Zwölf, neun, zehn und zwölf Monate Haft – das sind die "Ergebnisse" bisheriger Prozesse des noch jungen Unterländers. Erst Ende November des Vorjahres wurde er vorerst zum letzten Mal entlassen. Der 20-Jährige ist das "schwerste" Kaliber eines Sextetts, das am Dienstag auf der Anklagebank in Innsbruck saß. Ein Kumpel, ebenfalls 20, stand aber nur wenig nach – und so fassten diese beiden saftige Haftstrafen aus.
Mehrere Einbrüche, Autos demoliert
Heuer im Frühjahr hatten die beiden, gemeinsam mit zwei anderen Kumpels, wieder einmal nicht gewusst, wie die Zeit legal zu verbringen.
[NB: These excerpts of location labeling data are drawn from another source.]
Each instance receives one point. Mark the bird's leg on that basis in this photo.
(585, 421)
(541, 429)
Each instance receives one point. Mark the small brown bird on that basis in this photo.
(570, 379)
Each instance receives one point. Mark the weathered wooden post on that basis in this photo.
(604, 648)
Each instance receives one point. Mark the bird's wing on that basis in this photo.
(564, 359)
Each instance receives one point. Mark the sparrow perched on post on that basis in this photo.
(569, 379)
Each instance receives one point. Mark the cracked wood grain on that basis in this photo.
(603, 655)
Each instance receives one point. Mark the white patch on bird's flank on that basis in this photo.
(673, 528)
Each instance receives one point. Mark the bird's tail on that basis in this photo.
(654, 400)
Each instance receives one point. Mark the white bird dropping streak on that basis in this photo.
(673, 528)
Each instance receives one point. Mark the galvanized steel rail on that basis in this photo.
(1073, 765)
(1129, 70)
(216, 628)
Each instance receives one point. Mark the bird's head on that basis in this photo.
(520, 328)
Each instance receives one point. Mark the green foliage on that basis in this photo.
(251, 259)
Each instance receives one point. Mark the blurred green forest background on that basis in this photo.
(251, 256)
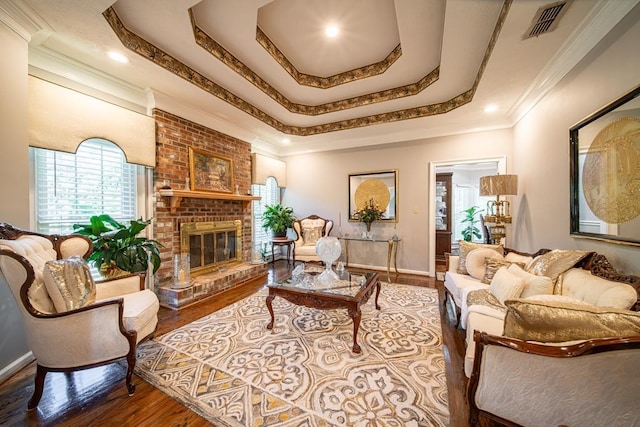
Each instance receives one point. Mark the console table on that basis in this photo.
(392, 250)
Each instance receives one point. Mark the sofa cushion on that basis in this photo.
(492, 265)
(558, 322)
(476, 264)
(466, 247)
(581, 284)
(555, 262)
(533, 285)
(505, 285)
(69, 283)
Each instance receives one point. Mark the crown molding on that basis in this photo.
(22, 19)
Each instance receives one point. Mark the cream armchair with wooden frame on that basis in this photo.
(102, 332)
(308, 231)
(591, 382)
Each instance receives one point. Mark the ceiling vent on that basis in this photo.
(546, 19)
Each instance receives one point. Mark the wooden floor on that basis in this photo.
(99, 397)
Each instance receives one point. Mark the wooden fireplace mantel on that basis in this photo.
(176, 197)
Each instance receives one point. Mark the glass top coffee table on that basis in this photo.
(350, 290)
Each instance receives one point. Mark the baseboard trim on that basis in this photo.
(9, 370)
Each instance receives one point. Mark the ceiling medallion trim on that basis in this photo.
(145, 49)
(215, 49)
(331, 81)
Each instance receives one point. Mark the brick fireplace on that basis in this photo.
(174, 137)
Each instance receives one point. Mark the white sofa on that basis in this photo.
(594, 282)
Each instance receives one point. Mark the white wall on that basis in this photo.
(318, 184)
(541, 145)
(14, 180)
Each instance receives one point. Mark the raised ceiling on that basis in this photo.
(264, 71)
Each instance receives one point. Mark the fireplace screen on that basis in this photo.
(211, 245)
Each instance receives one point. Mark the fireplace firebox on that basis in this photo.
(211, 246)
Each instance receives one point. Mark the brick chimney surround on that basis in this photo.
(174, 136)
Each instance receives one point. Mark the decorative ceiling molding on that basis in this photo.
(156, 55)
(227, 58)
(331, 81)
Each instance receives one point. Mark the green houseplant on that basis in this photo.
(118, 245)
(471, 219)
(278, 219)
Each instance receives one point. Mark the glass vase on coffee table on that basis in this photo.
(329, 250)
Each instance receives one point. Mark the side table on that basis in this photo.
(291, 249)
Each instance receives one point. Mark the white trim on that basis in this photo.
(15, 366)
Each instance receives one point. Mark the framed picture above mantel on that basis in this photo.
(210, 172)
(605, 172)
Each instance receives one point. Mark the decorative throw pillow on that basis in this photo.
(476, 261)
(533, 285)
(311, 235)
(506, 286)
(555, 262)
(523, 259)
(558, 322)
(466, 247)
(69, 283)
(491, 266)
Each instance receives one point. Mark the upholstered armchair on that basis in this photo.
(73, 327)
(308, 231)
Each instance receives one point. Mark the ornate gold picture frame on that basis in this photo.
(210, 172)
(381, 186)
(605, 172)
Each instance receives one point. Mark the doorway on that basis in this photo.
(446, 209)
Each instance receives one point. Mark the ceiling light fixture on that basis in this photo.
(118, 57)
(331, 31)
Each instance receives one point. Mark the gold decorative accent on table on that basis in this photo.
(611, 175)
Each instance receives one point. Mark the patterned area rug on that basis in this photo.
(231, 370)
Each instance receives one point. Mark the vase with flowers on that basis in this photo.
(369, 213)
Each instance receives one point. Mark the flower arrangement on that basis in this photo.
(369, 213)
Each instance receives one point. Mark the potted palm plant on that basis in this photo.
(278, 219)
(117, 248)
(471, 219)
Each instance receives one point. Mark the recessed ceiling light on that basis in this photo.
(118, 57)
(331, 31)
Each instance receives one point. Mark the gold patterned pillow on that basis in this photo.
(555, 262)
(467, 247)
(492, 265)
(69, 283)
(558, 321)
(311, 235)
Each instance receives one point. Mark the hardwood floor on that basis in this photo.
(98, 396)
Der 20-jährige Hauptangeklagte chauffierte das Quartett zu einer Trafik in Jenbach, wo unzählige Stangen Zigaretten gestohlen wurden. Danach ging es ins Zillertal, zu einem Café in Schlitters, in das auch eingebrochen wurde.
Anschließend fuhr man noch einmal zur Trafik, um weitere Zigaretten zu holen. "Das Auto war bis oben voll", erzählte der Angeklagte am Dienstag vor Gericht. An zwei anderen Abenden nahm man unbefugt Autos in Betrieb, drehte Spritztouren und demolierte die Wagen dabei schwer. Wieder ein anderes Mal wurden Kennzeichen gestohlen, oder in ein Café in Reith im Alpbachtal eingebrochen – immer in unterschiedlichen "Besetzungen".
Haft- und Geldstrafen
Am Dienstag gab's die Rechnung dafür: Die beiden Erstangeklagten kassierten drei und zweieinhalb Jahre Haft. Die anderen, "kleineren Fische" kamen mit bedingten Gefängnissstrafen davon. Allerdings wurden alle zur Zahlung von Geldstrafen verurteilt. Die Urteile sind nicht rechtskräftig.